まず押さえたいポイント

バレリアン(セイヨウカノコソウ)は、寝つきの場面で名前を聞くことが多いハーブですが、 「気持ちが張りつめて落ち着かない」ときのリラックス目的でも昔から使われてきました。 ただし緊張やストレスへの研究は睡眠ほど数が多くありません

なぜ「ストレス・緊張」と関係するの?

私たちの脳では、気持ちを高ぶらせる『アクセル』と、それを鎮める『ブレーキ』が、たがいにバランスをとっています。 緊張する場面が続くとアクセル側が優位になり、気持ちがたかぶって休まりにくくなります。

バレリアンの根に含まれる成分は、このうちブレーキ側にあたる物質GABA)の働きを 後押しするように働くと考えられています。

バレリアンがGABAの働きを後押しし、高ぶった神経を鎮めて緊張を和らげるイメージ

イメージは「たかぶった気持ちを、そっとなだめる手助けをする」ということです。

研究では何がわかっている?

緊張や不安とバレリアンの関係は、寝つきの研究にくらべると報告がまだ少ないのが現状です。
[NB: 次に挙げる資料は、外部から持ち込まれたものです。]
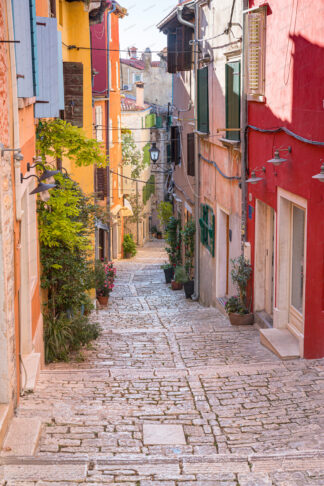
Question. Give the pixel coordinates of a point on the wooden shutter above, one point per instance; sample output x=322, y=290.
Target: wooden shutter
x=23, y=49
x=73, y=92
x=172, y=58
x=175, y=145
x=233, y=97
x=101, y=183
x=47, y=101
x=188, y=61
x=180, y=47
x=203, y=105
x=191, y=154
x=255, y=52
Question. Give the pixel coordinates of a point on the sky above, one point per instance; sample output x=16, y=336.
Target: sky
x=139, y=27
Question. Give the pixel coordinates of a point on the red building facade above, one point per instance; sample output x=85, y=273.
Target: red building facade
x=285, y=209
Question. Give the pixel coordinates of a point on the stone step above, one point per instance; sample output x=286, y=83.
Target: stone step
x=281, y=342
x=22, y=437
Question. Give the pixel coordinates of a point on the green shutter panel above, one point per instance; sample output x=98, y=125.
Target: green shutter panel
x=203, y=106
x=191, y=154
x=172, y=57
x=233, y=99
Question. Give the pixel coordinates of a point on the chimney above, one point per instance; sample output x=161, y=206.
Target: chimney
x=140, y=95
x=133, y=52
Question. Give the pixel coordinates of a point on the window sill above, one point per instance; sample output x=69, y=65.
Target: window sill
x=230, y=143
x=257, y=98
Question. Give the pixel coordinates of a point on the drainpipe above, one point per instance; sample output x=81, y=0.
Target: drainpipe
x=244, y=141
x=15, y=116
x=195, y=27
x=108, y=125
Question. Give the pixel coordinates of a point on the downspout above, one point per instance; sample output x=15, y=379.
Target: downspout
x=195, y=27
x=244, y=141
x=14, y=109
x=108, y=125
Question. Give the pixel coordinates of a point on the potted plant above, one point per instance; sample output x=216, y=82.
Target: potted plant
x=168, y=272
x=188, y=235
x=236, y=307
x=129, y=246
x=105, y=275
x=180, y=277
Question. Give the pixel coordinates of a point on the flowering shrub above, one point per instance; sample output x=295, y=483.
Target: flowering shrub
x=105, y=277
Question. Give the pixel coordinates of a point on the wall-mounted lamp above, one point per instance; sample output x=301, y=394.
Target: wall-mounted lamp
x=320, y=176
x=154, y=153
x=254, y=179
x=17, y=156
x=47, y=174
x=277, y=160
x=41, y=188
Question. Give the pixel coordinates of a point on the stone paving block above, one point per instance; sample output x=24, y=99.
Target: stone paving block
x=163, y=434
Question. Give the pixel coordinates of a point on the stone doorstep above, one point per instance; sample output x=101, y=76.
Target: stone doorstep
x=281, y=342
x=32, y=364
x=22, y=437
x=5, y=416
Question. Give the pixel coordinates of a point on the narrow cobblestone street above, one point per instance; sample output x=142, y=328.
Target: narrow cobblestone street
x=171, y=395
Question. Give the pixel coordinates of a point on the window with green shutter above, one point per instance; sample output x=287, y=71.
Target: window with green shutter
x=207, y=228
x=233, y=99
x=150, y=120
x=203, y=105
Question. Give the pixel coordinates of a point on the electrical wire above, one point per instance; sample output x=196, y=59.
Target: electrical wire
x=288, y=132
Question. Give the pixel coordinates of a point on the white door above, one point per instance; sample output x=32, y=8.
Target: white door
x=297, y=268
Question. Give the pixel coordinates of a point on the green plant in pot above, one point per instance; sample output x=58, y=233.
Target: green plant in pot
x=129, y=246
x=168, y=272
x=180, y=277
x=188, y=236
x=237, y=307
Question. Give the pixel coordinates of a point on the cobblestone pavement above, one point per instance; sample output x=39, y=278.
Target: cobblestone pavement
x=243, y=417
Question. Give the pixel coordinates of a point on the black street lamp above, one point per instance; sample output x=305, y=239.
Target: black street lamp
x=154, y=153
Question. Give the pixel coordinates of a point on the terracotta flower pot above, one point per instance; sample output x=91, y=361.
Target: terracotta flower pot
x=176, y=285
x=169, y=273
x=241, y=320
x=103, y=300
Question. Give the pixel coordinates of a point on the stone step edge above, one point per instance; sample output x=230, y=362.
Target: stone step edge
x=257, y=368
x=185, y=459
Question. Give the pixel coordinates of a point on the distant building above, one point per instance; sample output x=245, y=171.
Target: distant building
x=152, y=73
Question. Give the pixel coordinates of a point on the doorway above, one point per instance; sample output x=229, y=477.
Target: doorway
x=222, y=264
x=264, y=258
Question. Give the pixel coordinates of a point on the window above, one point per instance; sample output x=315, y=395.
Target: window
x=203, y=105
x=207, y=228
x=117, y=75
x=180, y=49
x=233, y=99
x=119, y=129
x=137, y=78
x=255, y=27
x=73, y=93
x=175, y=145
x=111, y=134
x=191, y=154
x=98, y=111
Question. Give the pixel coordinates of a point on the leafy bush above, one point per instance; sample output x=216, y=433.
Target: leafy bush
x=180, y=275
x=129, y=245
x=64, y=335
x=234, y=305
x=165, y=211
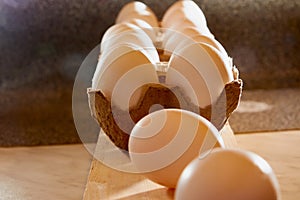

  • バレリアンと不安の関係を調べた研究では、条件を満たす試験がごくわずかしかなく、役立つともそうでないとも判断できるだけのデータがそろっていないとされています [1]
  • 全般性不安障害の人を対象にした小規模な研究(パイロット試験)では、バレリアン由来成分・抗不安薬・プラセボのいずれの群でも不安の指標が下がったと報告されていますが、人数が少なく今後の検証が必要とされています [2]
  • 不安・ストレスに使われる植物を整理した研究でも、バレリアンは古くから用いられてきた一方で、評価を固めるには質の高い研究の積み重ねが必要だとまとめられています [3]

取り入れ方のヒント

  • サプリやハーブティーは製品によって量がかなり違うため、まずはパッケージの表示に従いましょう。
  • 日中の緊張を和らげたい場面や、就寝前のリラックスタイムに使う人がいます。
  • カフェインとりすぎや就寝前のスマホなど、気持ちが高ぶりやすい習慣の見直しもあわせて大切です。